アンナが身を乗り出し、顔を覗き込んでいる。
澄んだ瞳に、ユリウス自身の顔が映り込んでいた。”
サロメ可愛い。
ユリウスの口調が今ひとつ摑めないけど好きだ。
あと三人の会話が楽しい。
禍竜戦争が今ひとつよく分からなくて。
事実は伝えられてる内容とは違うのかなー。
ユリウスとサロメの過去にアンナの秘密。
10月に続き出るらしいし待機。
“「や、やめてください!ユリウスさん、痛い!」
「嫌だ!俺はお前みたいに自己犠牲に浸って気持ちよくなっている奴には虫酸が走るんだ。黙ってついてきてください」
「街の人がどうなってもいいんですか!?ちょっと考えて......」
「どうなってもいいに決まってるでしょ。

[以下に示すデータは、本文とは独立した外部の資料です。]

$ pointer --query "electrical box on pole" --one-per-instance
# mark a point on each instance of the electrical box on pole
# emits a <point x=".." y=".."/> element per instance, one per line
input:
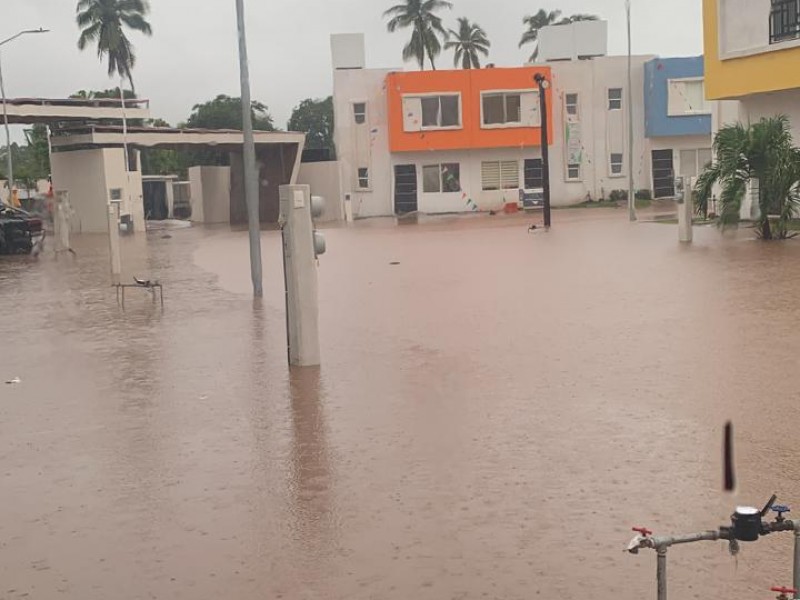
<point x="302" y="244"/>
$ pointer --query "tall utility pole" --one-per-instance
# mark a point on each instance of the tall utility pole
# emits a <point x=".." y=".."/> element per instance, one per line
<point x="631" y="189"/>
<point x="251" y="194"/>
<point x="543" y="84"/>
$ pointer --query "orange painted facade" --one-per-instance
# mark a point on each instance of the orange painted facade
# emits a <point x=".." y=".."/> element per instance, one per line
<point x="470" y="84"/>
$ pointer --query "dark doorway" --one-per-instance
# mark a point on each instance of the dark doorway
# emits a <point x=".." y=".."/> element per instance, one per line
<point x="663" y="174"/>
<point x="276" y="163"/>
<point x="405" y="189"/>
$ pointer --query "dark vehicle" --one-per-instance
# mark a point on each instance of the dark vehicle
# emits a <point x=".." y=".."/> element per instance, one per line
<point x="20" y="231"/>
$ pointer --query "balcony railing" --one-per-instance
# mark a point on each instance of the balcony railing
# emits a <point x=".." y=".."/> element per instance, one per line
<point x="784" y="21"/>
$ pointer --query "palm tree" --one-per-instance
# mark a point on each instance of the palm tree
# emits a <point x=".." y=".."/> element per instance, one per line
<point x="419" y="14"/>
<point x="764" y="152"/>
<point x="543" y="19"/>
<point x="469" y="41"/>
<point x="104" y="22"/>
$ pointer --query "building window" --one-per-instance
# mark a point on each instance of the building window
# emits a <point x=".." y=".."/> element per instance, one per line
<point x="439" y="112"/>
<point x="616" y="163"/>
<point x="500" y="175"/>
<point x="502" y="109"/>
<point x="441" y="178"/>
<point x="133" y="161"/>
<point x="360" y="112"/>
<point x="363" y="178"/>
<point x="571" y="103"/>
<point x="687" y="97"/>
<point x="615" y="99"/>
<point x="784" y="22"/>
<point x="510" y="109"/>
<point x="534" y="174"/>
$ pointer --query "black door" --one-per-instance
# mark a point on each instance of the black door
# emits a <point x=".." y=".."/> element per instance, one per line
<point x="663" y="174"/>
<point x="405" y="189"/>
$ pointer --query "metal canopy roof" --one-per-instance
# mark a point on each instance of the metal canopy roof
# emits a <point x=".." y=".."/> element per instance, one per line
<point x="29" y="111"/>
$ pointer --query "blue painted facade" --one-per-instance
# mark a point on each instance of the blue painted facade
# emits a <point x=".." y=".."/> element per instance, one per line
<point x="658" y="123"/>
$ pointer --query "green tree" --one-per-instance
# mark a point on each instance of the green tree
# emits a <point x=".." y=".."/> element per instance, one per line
<point x="104" y="23"/>
<point x="765" y="152"/>
<point x="427" y="28"/>
<point x="543" y="18"/>
<point x="469" y="41"/>
<point x="315" y="119"/>
<point x="109" y="94"/>
<point x="225" y="112"/>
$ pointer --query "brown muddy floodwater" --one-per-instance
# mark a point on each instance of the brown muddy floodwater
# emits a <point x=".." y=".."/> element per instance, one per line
<point x="492" y="416"/>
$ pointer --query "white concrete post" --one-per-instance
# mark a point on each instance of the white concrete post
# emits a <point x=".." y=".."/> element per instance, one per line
<point x="113" y="243"/>
<point x="61" y="222"/>
<point x="300" y="269"/>
<point x="685" y="210"/>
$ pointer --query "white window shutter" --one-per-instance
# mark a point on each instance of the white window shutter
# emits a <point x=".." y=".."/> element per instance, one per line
<point x="412" y="114"/>
<point x="509" y="174"/>
<point x="529" y="102"/>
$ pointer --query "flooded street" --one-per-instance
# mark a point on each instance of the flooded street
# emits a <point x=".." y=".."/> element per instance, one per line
<point x="493" y="414"/>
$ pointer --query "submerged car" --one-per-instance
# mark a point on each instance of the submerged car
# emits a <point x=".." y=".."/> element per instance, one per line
<point x="20" y="231"/>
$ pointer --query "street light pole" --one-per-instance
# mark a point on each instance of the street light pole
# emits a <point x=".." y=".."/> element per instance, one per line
<point x="543" y="84"/>
<point x="631" y="187"/>
<point x="9" y="159"/>
<point x="249" y="155"/>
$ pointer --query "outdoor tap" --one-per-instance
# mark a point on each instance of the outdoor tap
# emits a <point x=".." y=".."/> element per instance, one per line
<point x="784" y="593"/>
<point x="642" y="540"/>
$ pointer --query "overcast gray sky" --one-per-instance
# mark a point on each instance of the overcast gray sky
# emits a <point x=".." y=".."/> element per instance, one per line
<point x="192" y="55"/>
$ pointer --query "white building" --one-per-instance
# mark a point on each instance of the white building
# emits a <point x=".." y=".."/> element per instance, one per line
<point x="456" y="141"/>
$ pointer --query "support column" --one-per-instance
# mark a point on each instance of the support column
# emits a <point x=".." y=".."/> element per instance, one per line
<point x="686" y="212"/>
<point x="300" y="269"/>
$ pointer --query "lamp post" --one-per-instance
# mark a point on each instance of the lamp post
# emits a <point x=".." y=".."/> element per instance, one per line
<point x="543" y="84"/>
<point x="9" y="159"/>
<point x="251" y="194"/>
<point x="631" y="190"/>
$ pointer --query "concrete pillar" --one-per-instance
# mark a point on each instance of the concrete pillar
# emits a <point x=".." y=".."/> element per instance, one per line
<point x="300" y="266"/>
<point x="685" y="211"/>
<point x="170" y="199"/>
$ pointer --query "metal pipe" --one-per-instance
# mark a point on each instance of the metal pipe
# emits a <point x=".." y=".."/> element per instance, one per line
<point x="665" y="541"/>
<point x="9" y="159"/>
<point x="631" y="187"/>
<point x="661" y="573"/>
<point x="249" y="156"/>
<point x="544" y="128"/>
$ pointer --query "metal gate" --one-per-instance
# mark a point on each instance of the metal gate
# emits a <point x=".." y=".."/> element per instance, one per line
<point x="663" y="174"/>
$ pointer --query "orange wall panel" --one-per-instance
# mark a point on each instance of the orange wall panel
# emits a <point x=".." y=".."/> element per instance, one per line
<point x="470" y="83"/>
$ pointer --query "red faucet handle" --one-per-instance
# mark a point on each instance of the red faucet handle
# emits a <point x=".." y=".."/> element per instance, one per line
<point x="784" y="591"/>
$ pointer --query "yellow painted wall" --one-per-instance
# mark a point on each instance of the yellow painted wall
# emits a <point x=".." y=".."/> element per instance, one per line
<point x="733" y="78"/>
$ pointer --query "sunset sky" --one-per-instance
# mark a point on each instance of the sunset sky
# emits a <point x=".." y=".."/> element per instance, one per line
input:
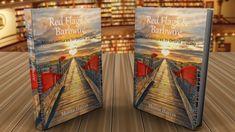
<point x="87" y="42"/>
<point x="190" y="49"/>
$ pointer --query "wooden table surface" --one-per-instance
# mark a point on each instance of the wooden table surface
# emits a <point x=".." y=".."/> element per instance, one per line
<point x="118" y="113"/>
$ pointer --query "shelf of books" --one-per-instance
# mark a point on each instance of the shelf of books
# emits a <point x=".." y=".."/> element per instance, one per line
<point x="20" y="23"/>
<point x="123" y="13"/>
<point x="173" y="3"/>
<point x="67" y="4"/>
<point x="118" y="43"/>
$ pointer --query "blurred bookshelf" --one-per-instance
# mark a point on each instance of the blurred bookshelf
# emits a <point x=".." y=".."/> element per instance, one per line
<point x="172" y="3"/>
<point x="119" y="14"/>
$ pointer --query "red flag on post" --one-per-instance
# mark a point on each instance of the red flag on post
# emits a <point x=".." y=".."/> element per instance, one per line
<point x="154" y="55"/>
<point x="92" y="64"/>
<point x="142" y="69"/>
<point x="34" y="80"/>
<point x="188" y="73"/>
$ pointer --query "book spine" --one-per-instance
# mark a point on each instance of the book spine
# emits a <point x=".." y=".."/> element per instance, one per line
<point x="35" y="72"/>
<point x="207" y="41"/>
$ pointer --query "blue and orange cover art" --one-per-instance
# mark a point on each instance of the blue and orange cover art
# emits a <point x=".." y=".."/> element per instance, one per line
<point x="65" y="63"/>
<point x="170" y="62"/>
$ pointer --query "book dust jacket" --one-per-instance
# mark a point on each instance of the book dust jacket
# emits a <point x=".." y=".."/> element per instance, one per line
<point x="65" y="63"/>
<point x="171" y="59"/>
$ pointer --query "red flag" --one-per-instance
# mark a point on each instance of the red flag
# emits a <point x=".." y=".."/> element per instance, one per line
<point x="62" y="58"/>
<point x="142" y="69"/>
<point x="189" y="74"/>
<point x="92" y="64"/>
<point x="48" y="80"/>
<point x="34" y="80"/>
<point x="154" y="55"/>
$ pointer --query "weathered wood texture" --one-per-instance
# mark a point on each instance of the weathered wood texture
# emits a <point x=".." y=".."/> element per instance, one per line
<point x="118" y="113"/>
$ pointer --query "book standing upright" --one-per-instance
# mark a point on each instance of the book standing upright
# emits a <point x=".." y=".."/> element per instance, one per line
<point x="65" y="63"/>
<point x="171" y="58"/>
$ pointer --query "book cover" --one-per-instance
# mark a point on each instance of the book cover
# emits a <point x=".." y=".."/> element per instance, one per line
<point x="65" y="63"/>
<point x="171" y="58"/>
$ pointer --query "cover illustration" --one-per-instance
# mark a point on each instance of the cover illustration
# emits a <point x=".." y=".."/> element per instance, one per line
<point x="171" y="57"/>
<point x="65" y="63"/>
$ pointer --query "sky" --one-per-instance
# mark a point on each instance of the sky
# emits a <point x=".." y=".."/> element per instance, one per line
<point x="86" y="43"/>
<point x="193" y="31"/>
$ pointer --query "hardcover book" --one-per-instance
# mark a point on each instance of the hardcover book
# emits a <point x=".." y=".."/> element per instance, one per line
<point x="65" y="63"/>
<point x="171" y="58"/>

なんで、赤の他人の心配なんてしないといけないんだ。気持ち悪い」
「ユリウスさん!見損ないました!」
必死で抵抗するアンナが手枷をされた腕を大きく振り上げる。
「うるさい!それはこっちの台詞だ!ちょっと黙ってろ!」
それに対して、ユリウスは彼女の腹へ一撃を叩き込んだ。
「はぐっ!?」
気を失った彼女の身体が、ユリウスの腕の中に倒れこんでくる。
「......あ。やっちゃった」
ユリウスは気まずい顔で頬を掻く。
「......なんか、俺も暴力振るっているような......。えっと......。俺め、絶対許さん」”
2012 08 25 再読
聖職者なのにミニスカ…?"服の裾が翻り云々"ってことはロングスカートを思っていた?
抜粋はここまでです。